Limitations & Future Work

  • The router is tabular; the number of themes \(T\) and regions \(G\) rely on coarse classification (6 themes). With finer-grained themes or regions (thousands), embedding parameterization would be necessary to avoid instability in EMA estimation caused by data sparsity.
  • Cross-lingual calibration depends on mmBERT. The quality of "semantically equivalent pairs" in the offline \(\mathcal{S}_{\ell_i,\ell_j}\) determines the calibration upper bound. For truly low-resource language pairs where parallel corpora are scarce, calibration remains an open problem.
  • Experiments cover the 1B–4B range for Qwen/Llama/Gemma but haven't been validated at the 30B+ scale. As larger models already achieve significant cross-lingual transfer via GRPO, the relative gains of LRPO might narrow.
  • Training data is limited to human preference sets (HelpSteer3 + CARE). The "language utility" learned by the router is biased by the data distribution—for instance, the language coverage of regional questions in CARE determines the learning range for \(\mathbf{B}\). Moving to new regions requires a cold-start mechanism.

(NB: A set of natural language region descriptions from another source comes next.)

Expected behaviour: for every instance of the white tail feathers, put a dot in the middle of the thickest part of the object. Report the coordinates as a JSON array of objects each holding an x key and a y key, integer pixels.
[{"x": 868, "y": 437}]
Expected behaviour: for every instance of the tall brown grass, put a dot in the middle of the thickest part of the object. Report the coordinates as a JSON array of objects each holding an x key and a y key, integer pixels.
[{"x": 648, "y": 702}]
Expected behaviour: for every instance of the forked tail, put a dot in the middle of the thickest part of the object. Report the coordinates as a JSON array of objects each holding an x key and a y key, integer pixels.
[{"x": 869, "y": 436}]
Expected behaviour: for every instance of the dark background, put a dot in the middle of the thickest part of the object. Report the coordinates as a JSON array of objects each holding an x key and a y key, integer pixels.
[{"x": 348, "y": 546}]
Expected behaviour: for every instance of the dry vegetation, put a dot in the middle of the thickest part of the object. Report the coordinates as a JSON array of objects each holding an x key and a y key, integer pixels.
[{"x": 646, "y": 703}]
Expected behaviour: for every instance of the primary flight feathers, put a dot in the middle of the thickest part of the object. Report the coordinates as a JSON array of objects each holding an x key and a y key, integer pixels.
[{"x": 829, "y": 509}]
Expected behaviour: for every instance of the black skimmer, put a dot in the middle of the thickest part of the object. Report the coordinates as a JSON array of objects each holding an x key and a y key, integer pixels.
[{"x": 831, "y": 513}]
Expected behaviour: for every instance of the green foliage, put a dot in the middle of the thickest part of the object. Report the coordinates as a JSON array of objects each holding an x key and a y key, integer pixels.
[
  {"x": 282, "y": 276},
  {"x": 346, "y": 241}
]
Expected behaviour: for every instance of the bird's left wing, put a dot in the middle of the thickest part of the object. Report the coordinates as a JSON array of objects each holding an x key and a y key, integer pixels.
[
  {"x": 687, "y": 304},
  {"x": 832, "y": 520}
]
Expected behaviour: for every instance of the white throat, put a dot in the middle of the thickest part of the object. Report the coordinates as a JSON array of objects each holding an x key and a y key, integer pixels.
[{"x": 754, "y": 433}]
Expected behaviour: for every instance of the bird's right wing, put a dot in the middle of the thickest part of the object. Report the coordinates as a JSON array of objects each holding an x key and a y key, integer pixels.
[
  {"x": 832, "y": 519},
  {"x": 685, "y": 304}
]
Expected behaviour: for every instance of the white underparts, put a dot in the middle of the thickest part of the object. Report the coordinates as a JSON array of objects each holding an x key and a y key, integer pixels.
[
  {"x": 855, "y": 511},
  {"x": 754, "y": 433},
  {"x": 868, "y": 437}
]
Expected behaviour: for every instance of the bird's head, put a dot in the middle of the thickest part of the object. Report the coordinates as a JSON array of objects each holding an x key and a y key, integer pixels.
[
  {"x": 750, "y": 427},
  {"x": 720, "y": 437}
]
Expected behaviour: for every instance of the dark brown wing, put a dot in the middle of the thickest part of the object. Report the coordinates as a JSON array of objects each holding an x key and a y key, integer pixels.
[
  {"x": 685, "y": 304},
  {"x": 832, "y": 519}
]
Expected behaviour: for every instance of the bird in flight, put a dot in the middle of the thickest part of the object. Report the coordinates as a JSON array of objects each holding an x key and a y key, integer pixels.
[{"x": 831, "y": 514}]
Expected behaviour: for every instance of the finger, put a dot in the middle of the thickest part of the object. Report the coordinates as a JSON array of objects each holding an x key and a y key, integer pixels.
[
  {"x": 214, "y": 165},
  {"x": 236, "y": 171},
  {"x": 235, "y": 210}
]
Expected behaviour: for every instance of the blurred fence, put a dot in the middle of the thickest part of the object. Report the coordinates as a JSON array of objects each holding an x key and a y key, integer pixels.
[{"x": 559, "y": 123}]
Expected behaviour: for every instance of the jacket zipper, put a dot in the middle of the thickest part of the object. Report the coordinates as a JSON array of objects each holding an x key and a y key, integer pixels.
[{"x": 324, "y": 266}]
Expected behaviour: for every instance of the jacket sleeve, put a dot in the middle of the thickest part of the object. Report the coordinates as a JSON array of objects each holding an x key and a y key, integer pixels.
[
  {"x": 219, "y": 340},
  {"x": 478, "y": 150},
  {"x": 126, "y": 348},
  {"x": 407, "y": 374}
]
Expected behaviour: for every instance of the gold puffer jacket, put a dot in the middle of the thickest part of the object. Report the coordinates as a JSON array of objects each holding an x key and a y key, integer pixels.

  • vs. MAPO / LIDR / MPO: These methods assume English anchors are more reliable and align other languages to English via translation or log-odds. LRPO does the opposite—it does not presuppose a dominant language, allowing the data to reveal which language is most useful for which task, while avoiding the mixing of language identification errors and content quality errors through calibration and gating.
  • vs. GRPO: This method is a multilingual extension of GRPO. It expands rollout groups from monolingual to multilingual, adds cross-lingual calibration to the reward, and introduces a learnable language router. It is fully compatible with existing GRPO infrastructure and serves as a low-cost upgrade for multilingual SFT/RL pipelines.
  • vs. Inference-time cross-lingual methods (CCL/CoT): Those methods perform cross-lingual Chain-of-Thought concatenation during inference. This paper pushes cross-lingual signals down to the training reward. The directions are orthogonal and theoretically can be combined.